Circadian rhythms modulate nearly every mammalian physiological process. Chronic disruption of circadian timing in shift work or during chronic jet lag in animal models leads to a higher risk of several pathologies. Many of these conditions in both shift workers and experimental models share the common risk factor of inflammation. In this study, we show that experimentally induced circadian disruption altered innate immune responses. Endotoxemic shock induced by LPS was magnified, leading to hypothermia and death after four consecutive weekly 6-h phase advances of the light/dark schedule, with 89% mortality compared with 21% in unshifted control mice. This may be due to a heightened release of proinflammatory cytokines in response to LPS treatment in shifted animals.

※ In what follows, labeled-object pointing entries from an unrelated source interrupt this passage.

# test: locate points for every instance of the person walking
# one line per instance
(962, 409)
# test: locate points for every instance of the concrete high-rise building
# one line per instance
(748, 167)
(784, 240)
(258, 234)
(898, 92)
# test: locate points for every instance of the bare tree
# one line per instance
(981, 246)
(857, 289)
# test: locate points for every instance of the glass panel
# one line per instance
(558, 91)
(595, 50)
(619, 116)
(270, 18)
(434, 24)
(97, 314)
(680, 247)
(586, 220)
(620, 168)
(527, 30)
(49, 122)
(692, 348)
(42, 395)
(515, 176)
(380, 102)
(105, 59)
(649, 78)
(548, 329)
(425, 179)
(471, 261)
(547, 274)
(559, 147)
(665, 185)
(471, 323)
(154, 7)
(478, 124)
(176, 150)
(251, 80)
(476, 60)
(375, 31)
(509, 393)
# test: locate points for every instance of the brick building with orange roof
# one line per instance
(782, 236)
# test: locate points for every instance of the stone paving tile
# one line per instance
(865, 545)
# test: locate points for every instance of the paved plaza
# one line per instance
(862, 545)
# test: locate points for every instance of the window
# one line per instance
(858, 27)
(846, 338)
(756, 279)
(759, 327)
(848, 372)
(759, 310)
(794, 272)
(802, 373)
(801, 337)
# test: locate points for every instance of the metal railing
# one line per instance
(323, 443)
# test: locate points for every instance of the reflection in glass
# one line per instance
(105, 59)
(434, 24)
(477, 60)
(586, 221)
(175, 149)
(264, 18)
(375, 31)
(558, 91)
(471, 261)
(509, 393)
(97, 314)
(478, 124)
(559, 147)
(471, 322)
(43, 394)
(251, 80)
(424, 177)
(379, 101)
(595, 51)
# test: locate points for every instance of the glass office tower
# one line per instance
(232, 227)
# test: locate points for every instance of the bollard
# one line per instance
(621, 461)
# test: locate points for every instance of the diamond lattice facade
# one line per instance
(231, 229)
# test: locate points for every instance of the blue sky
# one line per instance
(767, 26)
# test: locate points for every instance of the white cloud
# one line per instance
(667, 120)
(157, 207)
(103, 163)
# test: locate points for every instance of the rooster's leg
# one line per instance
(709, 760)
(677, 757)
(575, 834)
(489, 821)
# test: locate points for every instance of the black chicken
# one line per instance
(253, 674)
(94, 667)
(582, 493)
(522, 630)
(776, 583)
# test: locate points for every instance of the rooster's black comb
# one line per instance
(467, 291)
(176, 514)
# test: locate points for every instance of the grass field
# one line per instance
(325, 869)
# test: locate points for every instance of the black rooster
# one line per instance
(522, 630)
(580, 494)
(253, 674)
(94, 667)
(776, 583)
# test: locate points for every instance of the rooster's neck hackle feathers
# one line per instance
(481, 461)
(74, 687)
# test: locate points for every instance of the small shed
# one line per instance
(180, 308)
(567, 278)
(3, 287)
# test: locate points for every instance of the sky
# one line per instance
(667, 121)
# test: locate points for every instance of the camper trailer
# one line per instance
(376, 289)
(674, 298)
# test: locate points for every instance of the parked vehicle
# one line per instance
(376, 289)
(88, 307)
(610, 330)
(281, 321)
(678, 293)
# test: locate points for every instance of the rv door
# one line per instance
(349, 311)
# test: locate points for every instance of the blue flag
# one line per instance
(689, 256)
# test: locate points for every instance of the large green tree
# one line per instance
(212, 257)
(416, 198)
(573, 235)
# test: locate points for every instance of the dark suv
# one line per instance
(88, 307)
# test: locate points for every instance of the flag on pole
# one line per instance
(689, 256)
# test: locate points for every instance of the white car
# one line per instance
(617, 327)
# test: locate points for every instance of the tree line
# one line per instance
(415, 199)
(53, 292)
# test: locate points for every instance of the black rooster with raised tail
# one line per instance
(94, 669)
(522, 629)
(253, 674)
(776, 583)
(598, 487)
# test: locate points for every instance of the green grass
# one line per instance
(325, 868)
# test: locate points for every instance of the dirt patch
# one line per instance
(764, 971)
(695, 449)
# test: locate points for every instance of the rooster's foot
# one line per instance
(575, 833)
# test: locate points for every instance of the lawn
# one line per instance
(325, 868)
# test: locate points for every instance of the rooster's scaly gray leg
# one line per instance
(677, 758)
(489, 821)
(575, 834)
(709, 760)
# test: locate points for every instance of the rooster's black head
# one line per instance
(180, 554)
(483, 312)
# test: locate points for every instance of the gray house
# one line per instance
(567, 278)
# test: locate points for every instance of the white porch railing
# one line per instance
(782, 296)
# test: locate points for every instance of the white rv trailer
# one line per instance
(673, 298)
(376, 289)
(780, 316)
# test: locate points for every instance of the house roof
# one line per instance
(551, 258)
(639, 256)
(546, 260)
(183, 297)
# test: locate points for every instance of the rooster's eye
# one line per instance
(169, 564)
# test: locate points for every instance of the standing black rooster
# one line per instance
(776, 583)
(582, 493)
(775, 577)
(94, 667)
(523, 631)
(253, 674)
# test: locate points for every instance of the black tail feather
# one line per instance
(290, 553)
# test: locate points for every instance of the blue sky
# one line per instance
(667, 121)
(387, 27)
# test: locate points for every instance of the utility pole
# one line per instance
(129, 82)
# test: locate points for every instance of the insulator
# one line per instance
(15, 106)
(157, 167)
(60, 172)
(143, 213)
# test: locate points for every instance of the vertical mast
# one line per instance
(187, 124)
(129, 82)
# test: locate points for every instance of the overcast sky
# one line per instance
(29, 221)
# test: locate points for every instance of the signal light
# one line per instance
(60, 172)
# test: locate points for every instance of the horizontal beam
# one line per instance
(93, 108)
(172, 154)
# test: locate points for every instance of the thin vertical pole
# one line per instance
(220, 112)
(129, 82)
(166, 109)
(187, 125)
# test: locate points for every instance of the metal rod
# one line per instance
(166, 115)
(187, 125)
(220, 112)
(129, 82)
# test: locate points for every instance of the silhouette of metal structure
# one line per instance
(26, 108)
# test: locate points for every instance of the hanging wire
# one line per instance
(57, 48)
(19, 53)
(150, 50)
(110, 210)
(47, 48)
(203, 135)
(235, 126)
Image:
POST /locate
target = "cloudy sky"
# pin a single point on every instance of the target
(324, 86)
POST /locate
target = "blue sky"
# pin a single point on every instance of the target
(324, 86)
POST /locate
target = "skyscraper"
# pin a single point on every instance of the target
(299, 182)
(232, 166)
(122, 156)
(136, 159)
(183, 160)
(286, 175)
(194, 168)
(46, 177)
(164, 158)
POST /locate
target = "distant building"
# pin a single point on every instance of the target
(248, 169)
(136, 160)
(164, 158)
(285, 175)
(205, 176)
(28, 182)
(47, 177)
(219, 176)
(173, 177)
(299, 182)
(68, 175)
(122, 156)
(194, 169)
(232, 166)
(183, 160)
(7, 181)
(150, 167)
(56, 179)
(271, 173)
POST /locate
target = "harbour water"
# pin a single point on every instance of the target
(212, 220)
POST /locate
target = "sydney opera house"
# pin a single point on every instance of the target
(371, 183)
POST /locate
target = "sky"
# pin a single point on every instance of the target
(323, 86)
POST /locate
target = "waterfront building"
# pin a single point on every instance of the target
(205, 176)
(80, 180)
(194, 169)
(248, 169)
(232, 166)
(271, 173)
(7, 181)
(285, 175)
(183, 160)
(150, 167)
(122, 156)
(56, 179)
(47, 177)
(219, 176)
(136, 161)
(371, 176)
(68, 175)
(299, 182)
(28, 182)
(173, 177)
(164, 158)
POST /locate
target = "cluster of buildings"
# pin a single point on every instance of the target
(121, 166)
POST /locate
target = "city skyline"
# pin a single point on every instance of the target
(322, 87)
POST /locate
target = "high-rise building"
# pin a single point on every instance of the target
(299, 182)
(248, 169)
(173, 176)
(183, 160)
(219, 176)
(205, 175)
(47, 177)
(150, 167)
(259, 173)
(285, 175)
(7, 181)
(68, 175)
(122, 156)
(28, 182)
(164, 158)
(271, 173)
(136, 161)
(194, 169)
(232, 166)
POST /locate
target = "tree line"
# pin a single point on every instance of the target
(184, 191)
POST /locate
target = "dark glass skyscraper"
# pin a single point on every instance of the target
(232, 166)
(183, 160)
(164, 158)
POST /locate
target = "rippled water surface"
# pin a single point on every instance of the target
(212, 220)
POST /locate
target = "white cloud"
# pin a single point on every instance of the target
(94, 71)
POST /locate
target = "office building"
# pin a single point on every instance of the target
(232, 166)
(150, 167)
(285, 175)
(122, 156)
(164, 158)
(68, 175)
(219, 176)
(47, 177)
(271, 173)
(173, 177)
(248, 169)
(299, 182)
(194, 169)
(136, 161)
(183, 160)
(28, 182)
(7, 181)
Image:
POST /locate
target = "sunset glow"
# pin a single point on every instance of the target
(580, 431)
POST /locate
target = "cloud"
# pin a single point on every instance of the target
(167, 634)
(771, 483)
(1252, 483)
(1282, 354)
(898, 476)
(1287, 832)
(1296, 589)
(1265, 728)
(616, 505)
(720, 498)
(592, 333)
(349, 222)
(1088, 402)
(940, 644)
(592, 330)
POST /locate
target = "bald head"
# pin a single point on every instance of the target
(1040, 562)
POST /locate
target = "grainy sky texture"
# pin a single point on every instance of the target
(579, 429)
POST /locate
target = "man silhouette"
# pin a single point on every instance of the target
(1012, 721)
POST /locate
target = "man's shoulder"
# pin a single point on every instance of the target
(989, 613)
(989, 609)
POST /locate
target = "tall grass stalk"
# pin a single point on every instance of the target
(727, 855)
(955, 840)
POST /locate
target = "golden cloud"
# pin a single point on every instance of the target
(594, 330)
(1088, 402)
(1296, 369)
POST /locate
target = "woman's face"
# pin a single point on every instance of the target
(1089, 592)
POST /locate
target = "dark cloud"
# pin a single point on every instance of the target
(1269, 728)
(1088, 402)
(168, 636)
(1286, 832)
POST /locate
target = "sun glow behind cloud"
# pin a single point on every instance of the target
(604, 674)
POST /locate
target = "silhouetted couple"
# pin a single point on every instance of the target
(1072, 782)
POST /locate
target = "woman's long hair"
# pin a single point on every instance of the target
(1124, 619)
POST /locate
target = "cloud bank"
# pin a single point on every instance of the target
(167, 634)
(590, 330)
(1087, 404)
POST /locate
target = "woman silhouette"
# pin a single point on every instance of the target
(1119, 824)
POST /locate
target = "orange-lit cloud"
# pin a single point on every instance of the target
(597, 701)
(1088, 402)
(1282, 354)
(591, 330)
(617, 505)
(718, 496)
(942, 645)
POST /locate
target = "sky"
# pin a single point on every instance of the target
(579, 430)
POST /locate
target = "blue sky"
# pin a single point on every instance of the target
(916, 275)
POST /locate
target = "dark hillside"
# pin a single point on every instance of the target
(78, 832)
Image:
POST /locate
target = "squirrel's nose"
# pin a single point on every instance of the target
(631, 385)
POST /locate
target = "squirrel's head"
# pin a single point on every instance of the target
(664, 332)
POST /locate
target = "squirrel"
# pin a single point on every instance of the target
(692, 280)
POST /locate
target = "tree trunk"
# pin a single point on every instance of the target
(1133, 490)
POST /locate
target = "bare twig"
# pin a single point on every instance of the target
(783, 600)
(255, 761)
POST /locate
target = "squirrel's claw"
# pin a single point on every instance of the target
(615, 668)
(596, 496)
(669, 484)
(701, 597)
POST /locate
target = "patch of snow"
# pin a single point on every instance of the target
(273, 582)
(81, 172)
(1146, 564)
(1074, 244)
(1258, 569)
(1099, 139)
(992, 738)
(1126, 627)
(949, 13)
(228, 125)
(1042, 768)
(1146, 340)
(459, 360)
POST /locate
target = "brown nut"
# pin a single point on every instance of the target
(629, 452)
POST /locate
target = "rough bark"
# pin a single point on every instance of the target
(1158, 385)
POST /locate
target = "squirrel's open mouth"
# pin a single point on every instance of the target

Isolated peritoneal macrophages harvested from shifted mice exhibited a similarly heightened response to LPS in vitro, indicating that these cells are a target for jet lag. Sleep deprivation and stress are known to alter immune function and are potential mediators of the effects we describe. However, polysomnographic recording in mice exposed to the shifting schedule revealed no sleep loss, and stress measures were not altered in shifted mice. In contrast, we observed altered or abolished rhythms in the expression of clock genes in the central clock, liver, thymus, and peritoneal macrophages in mice after chronic jet lag. We conclude that circadian disruption, but not sleep loss or stress, are associated with jet lag-related dysregulation of the innate immune system. Such immune changes might be a common mechanism for the myriad negative health effects of shift work.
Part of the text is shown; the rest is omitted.